I recently stumbled across an article detailing new playgrounds in Germany specifically created for senior citizens (or at least older adults seeing as the low age of the spectrum is 60). Now, as regular readers might note, this particular blogger firmly believes that play, like learning must be a lifelong process. [Of course true play itself is a form of learning through the construction of simulated reality and/or exploration of boundaries...]
That being stated I have some major reservations about this kind of application. The logic being used to justify such a segregated space is bluntly put:
“Retired people need a space to be themselves without someone coming along and spilling ice-cream on their trousers or breakdancing,” said Andrea Weber, a social worker specialising in the lifestyle of the elderly. “They need to feel safe.”
While I understand that, in most cases, the aging process leads to a lack of flexibility and increased apprehension of danger (some might term that wisdom) I do not believe that it is healthy as a society to create a safe place for our elders by separating them from "our" public spaces. Ironically, by creating public space that effectively ‘wharehouses’ seniors, one might actually be creating the potential for much more crime given the alarming rates at which seniors are preyed upon.

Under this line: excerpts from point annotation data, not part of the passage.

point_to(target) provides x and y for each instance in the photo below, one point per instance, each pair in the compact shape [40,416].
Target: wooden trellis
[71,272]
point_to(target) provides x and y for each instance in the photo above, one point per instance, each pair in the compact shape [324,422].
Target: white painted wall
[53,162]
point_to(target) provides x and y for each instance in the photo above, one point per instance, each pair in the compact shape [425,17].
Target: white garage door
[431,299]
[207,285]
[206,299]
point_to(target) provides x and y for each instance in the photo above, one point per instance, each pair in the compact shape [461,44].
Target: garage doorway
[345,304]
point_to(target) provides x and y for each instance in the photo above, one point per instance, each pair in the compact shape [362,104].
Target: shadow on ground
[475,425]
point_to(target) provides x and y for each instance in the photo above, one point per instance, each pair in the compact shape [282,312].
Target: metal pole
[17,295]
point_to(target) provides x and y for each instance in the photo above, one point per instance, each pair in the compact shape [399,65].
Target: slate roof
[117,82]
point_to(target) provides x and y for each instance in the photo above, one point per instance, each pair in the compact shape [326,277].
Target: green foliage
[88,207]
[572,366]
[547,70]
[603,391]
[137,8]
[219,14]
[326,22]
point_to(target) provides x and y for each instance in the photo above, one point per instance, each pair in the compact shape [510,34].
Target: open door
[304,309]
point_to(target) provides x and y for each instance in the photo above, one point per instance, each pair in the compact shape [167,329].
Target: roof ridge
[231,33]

To take another tack, I might guess that a majority of our population remembers fond interactions with senior citizens in our youth. My father still remembers fondly (by name even) the old italian guys that lived in his building and on his block half a century ago. If we consider such classic public spaces as Washington Square in New York we encounter a mix of demographics ranging from the elderly talking or playing chess to the young splashing in fountains and chasing pigeons. I am not a psychologist or sociologist by any means, but I will argue that such intergenerational and cross-demographic contact both helps social cohesiveness and fosters responsibility to others in society. Finally, I have noticed that when seniors get very old (beyond the point of any sustained exertion) they often find great comfort in simply observing life around them. Shortly before my grandfather died from heart failure he would find what appeared to be great pleasure simply sitting on the couch and watching three generations of his family swirl around him. Although I cannot put myself in his place, I can understand how gratifying that might be after almost a century of life.
If places for senior citizen recreation are designed as discreet nodes I feel it is this connection that will be lost. After all, after many decades of life would you rather spend your time with your extended family and friends or with those who coincidentally were born around the same time you were?